Leon He, Huawei president of the enterprise business group for Western Europe, told delegates: “In 2016, 90% of our sales came through our partners and there was 55% revenue growth in the Western Europe enterprise group as we approach new ICT and digital transformation opportunities. The numbers of our partners are increasing but more importantly the quality of our partners is improving.”
He said “Cloud 1.0” was all about the likes of Amazon, Microsoft Azure and Salesforce and the services they provide, but that “Cloud 2.0” would see Huawei play a leading role in delivering cloud-based digital transformation involving the likes of IoT, big data, artificial intelligence and machine learning as part of the trend towards a BDII (business-driven ICT infrastructure).
Huawei is looking to widen its existing relationships with companies including Orange, Telefonica and T-Systems to support the delivery of these services in the cloud. Leon He added that $300m was being put aside to support business pipeline development with Huawei partners, covering the likes of marketing and technology development.
Jaco Pesschier, Huawei channel sales manager for the Western Europe enterprise group, told delegates that the business now had 1,068 partners in the region, which represented 4% growth on the previous year. “We want to keep these partner numbers stable and don't want too many more, as we won't be able to focus and deliver the optimal support needed as we enter new markets,” said Pesschier.
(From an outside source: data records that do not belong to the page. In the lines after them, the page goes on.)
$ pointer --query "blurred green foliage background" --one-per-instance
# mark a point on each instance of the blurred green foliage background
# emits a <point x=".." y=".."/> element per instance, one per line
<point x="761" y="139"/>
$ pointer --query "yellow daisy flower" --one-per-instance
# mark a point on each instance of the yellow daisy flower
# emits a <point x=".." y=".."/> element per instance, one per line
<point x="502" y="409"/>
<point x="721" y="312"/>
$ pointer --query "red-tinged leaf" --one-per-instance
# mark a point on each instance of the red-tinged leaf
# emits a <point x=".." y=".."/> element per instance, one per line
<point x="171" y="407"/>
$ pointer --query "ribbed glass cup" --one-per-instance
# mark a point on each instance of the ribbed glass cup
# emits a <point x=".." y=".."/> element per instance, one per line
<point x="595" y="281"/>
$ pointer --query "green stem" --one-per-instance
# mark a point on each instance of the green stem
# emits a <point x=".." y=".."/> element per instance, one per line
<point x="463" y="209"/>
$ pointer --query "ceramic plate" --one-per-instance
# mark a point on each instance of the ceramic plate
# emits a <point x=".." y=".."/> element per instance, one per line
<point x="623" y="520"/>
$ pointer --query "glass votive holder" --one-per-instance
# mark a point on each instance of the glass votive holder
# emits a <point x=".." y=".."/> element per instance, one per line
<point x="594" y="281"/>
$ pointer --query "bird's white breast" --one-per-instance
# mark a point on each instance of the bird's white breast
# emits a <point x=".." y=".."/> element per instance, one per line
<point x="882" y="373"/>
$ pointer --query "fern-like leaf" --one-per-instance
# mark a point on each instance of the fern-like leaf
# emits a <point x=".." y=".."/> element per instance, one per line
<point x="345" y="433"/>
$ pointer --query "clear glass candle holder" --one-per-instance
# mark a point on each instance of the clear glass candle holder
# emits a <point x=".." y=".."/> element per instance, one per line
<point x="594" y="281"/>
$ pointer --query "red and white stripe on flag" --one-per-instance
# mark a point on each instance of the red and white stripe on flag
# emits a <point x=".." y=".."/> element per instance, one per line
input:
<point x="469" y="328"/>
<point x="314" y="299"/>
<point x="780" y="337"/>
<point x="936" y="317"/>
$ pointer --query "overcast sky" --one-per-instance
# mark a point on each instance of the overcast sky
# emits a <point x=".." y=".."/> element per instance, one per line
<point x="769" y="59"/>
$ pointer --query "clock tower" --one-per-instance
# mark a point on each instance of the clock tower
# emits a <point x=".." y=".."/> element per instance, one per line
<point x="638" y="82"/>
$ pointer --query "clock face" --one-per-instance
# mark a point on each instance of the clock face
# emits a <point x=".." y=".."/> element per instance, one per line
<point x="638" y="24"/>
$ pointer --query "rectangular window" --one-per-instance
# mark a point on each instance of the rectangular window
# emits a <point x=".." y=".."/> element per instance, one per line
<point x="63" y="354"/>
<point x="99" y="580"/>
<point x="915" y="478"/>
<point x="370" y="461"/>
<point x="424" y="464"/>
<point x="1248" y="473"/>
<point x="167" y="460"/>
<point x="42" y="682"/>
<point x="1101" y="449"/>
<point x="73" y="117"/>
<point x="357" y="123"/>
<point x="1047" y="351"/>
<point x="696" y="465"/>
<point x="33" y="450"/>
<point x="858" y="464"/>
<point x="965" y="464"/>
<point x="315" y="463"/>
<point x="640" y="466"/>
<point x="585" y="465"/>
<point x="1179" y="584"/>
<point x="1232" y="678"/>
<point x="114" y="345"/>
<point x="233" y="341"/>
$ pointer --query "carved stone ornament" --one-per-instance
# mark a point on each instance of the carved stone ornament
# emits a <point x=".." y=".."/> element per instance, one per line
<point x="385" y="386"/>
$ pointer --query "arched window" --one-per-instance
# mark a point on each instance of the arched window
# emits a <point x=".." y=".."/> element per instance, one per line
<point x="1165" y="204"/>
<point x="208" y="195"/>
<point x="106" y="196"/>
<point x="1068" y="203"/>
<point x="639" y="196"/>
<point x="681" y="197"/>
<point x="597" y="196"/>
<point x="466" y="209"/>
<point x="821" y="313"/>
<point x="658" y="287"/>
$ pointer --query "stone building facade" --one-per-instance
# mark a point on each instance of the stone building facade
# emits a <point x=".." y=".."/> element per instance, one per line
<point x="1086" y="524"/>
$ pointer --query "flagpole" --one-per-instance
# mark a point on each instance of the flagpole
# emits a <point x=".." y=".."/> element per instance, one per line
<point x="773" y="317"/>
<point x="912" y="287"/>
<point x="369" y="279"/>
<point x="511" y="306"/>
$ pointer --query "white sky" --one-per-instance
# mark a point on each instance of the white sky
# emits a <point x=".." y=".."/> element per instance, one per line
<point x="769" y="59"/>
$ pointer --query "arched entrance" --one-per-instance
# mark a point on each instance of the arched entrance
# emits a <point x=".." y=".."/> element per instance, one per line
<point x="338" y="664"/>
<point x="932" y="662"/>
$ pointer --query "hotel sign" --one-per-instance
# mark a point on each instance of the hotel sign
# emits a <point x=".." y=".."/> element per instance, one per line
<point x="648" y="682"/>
Pesschier said the company was now committed to a “two plus one” distribution model, where each country would have no more than two national distributors and perhaps an additional international distribution player where appropriate, but no more than three distributors in each country. The priorities for the company, he said, were to protect margins for partners, widen channel skills and certification, and drive forward partnership in digital transformation business.